# Where to get a good burger in Melbourne (preferably SE suburbs or Peninsula)?



## interplanetjanet (Jan 7, 2009)

I've ordered hamburgers at a few different places here (chippy shop, Hog's Breath, etc.), and they've all been disgusting. They've got a strange texture, and they're like the spam version of a hamburger. I'm not quite sure why it is, but they're nothing like the tasty burgers back home. Can anyone recommend a place for a good burger? Anyone know why the burgers here are so funky, or is it just that I've been going to the wrong places?


----------



## amaslam (Sep 25, 2008)

Hi:

Try Mistys Diner in Prahran, VIC. Run by a Californian and very tasty burgers 

I've had some really good burgers here. Hogs Breath is hit and miss, depends on the cook they have on duty. 
Also you do get used to the burgers here, they're a bit different, I've had some really good ones from a hole in the wall and really bad ones from good restaurants. 

:hungry:

P.S. I was at Mistys this last long weekend and can definitely vouch for the Ranch Burger (no bacon for me though). 



interplanetjanet said:


> I've ordered hamburgers at a few different places here (chippy shop, Hog's Breath, etc.), and they've all been disgusting. They've got a strange texture, and they're like the spam version of a hamburger. I'm not quite sure why it is, but they're nothing like the tasty burgers back home. Can anyone recommend a place for a good burger? Anyone know why the burgers here are so funky, or is it just that I've been going to the wrong places?


----------



## interplanetjanet (Jan 7, 2009)

Thanks!

Do you know what it is about the burgers here that makes them so different to those in the US and in Europe? The texture just seems very strange - kind of spongey. I've never seen anything like it.


----------



## amaslam (Sep 25, 2008)

First the cows are different, that being said AU Beef is definitely excellent and they export all over the world. However with the burgers I think they tend to overcook them so they become dry.

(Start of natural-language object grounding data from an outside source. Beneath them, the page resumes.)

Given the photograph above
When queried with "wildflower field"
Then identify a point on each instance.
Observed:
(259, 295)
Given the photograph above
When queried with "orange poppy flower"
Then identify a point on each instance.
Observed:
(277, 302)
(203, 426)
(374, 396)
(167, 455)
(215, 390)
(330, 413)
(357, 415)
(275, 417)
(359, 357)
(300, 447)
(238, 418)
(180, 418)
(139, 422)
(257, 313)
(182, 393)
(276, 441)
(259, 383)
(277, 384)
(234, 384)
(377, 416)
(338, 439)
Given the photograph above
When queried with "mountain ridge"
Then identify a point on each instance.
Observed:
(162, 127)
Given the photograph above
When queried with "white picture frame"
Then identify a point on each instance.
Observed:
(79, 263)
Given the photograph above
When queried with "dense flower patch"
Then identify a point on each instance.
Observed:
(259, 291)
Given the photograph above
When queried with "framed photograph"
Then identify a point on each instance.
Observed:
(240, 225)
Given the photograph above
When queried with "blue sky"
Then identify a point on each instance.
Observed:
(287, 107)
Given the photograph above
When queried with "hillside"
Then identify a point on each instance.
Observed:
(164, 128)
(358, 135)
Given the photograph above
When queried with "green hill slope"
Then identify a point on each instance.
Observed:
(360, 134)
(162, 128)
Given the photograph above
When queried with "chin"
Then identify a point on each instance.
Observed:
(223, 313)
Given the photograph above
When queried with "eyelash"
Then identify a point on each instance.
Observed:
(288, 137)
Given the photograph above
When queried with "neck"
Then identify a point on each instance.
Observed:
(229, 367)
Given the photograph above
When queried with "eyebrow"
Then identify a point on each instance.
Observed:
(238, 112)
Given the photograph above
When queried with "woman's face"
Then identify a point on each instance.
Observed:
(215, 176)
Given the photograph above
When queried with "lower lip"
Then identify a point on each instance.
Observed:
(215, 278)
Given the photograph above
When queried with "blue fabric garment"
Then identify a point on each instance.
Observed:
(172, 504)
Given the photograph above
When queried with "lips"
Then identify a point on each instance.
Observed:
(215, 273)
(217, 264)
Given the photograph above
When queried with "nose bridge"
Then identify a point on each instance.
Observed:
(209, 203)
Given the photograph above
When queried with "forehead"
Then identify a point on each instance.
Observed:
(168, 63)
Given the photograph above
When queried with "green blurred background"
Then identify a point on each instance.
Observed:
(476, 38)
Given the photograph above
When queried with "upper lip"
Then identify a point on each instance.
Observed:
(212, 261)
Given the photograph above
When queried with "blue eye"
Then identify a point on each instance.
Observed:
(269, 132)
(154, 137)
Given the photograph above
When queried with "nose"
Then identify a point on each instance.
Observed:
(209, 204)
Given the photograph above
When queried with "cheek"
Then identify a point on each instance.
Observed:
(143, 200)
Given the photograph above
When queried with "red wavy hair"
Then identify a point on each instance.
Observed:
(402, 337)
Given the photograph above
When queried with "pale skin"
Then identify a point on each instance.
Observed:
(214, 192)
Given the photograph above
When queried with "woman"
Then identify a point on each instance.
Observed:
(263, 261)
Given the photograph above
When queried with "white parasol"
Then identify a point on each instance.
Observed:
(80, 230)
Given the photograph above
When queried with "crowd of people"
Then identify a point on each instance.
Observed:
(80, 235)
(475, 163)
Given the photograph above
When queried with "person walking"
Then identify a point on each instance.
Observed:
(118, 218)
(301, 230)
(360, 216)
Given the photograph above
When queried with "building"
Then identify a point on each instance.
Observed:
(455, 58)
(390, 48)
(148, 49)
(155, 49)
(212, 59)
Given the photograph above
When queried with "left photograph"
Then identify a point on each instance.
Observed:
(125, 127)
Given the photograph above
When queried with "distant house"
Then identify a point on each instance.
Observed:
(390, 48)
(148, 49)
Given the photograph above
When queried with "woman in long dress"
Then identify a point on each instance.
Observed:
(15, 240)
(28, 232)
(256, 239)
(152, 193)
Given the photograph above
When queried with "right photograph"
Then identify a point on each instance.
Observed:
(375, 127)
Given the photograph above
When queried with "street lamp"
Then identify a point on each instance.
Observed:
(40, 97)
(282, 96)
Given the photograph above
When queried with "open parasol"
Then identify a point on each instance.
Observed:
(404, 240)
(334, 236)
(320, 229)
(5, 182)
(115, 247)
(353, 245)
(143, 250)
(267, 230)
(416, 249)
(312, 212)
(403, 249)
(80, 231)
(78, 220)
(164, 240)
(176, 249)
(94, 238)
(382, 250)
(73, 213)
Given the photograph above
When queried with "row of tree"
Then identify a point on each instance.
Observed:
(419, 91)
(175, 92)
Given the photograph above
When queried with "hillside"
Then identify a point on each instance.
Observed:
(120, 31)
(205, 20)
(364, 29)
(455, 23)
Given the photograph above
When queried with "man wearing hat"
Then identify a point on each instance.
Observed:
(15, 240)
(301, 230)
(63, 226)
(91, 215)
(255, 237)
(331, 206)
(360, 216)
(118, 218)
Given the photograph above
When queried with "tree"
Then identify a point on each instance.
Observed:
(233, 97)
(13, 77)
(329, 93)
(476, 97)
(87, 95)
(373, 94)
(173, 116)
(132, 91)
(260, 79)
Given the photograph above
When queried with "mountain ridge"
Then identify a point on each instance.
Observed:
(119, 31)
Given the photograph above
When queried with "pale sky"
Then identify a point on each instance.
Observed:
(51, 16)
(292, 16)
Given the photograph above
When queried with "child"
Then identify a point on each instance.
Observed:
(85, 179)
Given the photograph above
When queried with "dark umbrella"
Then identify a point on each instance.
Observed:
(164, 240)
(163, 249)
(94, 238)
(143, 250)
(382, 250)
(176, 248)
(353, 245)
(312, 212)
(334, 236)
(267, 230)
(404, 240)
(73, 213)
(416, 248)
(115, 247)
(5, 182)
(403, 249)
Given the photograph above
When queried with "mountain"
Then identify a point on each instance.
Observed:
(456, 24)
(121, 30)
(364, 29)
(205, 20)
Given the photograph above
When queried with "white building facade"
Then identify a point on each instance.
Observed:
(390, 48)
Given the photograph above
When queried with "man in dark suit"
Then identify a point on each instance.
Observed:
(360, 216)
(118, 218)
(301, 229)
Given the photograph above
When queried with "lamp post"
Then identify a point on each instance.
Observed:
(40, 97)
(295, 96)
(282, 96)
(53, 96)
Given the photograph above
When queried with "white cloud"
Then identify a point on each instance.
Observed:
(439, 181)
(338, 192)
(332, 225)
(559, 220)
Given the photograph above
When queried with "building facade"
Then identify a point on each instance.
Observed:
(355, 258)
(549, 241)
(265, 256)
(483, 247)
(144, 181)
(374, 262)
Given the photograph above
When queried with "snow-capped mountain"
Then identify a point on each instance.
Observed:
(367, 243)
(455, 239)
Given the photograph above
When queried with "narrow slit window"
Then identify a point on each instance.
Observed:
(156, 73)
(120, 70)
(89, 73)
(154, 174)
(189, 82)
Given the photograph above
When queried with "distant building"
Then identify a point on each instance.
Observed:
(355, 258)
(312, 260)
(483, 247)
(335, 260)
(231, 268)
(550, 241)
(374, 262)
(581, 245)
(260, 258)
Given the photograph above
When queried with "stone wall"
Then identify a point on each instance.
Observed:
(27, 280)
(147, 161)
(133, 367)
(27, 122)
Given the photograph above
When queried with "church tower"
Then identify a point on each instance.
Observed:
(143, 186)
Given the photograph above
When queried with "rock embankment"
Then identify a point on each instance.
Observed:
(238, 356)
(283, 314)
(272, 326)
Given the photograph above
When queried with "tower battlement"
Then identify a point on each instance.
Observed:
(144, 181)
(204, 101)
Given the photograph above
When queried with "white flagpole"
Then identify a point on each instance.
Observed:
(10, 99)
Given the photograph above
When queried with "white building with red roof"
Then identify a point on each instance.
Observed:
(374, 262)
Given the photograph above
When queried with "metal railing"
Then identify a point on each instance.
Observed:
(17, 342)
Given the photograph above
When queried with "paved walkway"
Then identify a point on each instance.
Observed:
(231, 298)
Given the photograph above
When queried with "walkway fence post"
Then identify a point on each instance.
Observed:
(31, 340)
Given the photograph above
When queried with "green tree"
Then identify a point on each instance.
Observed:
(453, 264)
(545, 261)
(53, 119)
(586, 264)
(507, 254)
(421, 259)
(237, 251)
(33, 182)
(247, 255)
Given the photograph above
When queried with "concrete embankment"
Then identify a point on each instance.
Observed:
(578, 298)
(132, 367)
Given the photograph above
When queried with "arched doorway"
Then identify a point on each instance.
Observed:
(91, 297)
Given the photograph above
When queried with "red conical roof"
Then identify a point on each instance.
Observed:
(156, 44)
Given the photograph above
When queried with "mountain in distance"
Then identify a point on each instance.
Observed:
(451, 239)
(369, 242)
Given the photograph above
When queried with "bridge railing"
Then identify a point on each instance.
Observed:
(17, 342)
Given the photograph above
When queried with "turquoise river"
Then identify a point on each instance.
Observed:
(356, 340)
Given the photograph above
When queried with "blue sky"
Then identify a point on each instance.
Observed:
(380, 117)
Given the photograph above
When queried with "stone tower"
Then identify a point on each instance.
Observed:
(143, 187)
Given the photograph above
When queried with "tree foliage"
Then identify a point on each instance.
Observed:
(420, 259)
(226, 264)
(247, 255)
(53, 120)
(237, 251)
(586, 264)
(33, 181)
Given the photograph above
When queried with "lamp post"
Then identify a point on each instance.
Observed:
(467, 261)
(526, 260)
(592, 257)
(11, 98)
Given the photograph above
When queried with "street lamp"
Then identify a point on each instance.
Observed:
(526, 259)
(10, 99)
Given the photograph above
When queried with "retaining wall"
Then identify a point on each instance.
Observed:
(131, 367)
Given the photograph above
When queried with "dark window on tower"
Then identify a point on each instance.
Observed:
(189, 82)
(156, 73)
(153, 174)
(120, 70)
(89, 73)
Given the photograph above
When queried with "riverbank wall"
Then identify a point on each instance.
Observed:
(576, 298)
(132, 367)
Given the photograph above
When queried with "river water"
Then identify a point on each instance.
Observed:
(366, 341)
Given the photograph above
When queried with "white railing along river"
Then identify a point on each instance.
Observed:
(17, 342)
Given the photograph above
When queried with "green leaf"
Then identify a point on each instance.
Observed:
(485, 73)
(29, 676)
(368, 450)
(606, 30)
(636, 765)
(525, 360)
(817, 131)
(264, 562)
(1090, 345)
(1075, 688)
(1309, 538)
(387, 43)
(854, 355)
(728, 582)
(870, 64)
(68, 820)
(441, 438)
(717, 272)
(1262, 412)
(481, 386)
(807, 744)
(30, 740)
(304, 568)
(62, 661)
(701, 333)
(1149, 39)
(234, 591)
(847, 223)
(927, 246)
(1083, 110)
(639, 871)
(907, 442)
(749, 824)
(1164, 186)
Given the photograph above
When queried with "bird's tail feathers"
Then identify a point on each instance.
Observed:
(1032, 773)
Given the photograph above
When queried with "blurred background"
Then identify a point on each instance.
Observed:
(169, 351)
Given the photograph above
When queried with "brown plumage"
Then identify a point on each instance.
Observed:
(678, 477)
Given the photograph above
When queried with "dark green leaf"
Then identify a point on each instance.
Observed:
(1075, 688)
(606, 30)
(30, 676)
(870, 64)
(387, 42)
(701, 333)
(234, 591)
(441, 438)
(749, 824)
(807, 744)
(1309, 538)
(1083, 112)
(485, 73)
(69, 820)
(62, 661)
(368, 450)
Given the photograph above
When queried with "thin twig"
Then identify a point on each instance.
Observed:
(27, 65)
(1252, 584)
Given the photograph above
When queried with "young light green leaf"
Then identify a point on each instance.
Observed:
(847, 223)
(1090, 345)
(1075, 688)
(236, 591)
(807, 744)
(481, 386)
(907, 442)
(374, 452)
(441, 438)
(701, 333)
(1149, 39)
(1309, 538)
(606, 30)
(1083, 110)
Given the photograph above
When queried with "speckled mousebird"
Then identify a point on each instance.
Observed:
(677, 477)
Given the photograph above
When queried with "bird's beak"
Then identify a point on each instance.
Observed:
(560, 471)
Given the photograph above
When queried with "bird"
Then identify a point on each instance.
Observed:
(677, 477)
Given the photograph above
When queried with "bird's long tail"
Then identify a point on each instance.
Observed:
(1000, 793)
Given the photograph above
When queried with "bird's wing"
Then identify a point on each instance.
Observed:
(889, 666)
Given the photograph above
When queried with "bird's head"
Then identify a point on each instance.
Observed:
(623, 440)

Don't know why. 

Keep trying different places, you will eventually find something you like (or you can always hit Mistys when you get a hankering ) 



interplanetjanet said:


> Thanks!
> 
> Do you know what it is about the burgers here that makes them so different to those in the US and in Europe? The texture just seems very strange - kind of spongey. I've never seen anything like it.


----------



## Halo (May 8, 2008)

There is nothing like Back Yard Burgers :: Hot off the grill! > Home in OZ land...... There are however some OK ones... like Burger Edge


----------



## coldAussie (Feb 5, 2009)

amaslam said:


> First the cows are different...


Are the cows different, or is it just what they are fed? Here in the states they are pretty much force fed corn, while in Oz they are free range grass fed (which is what cows are supposed to eat)

Ian


----------



## amaslam (Sep 25, 2008)

I think they do use different breeds in AU than US. I think in US you have Texas Longhorn while in AU I think more Black Angus. I'm not a cow expert so I'm not across all the different breeds. 



coldAussie said:


> Are the cows different, or is it just what they are fed? Here in the states they are pretty much force fed corn, while in Oz they are free range grass fed (which is what cows are supposed to eat)
> 
> Ian


----------



## Mingo (Mar 20, 2009)

Would something like this make you feel more at home?


----------



## interplanetjanet (Jan 7, 2009)

> Would something like this make you feel more at home?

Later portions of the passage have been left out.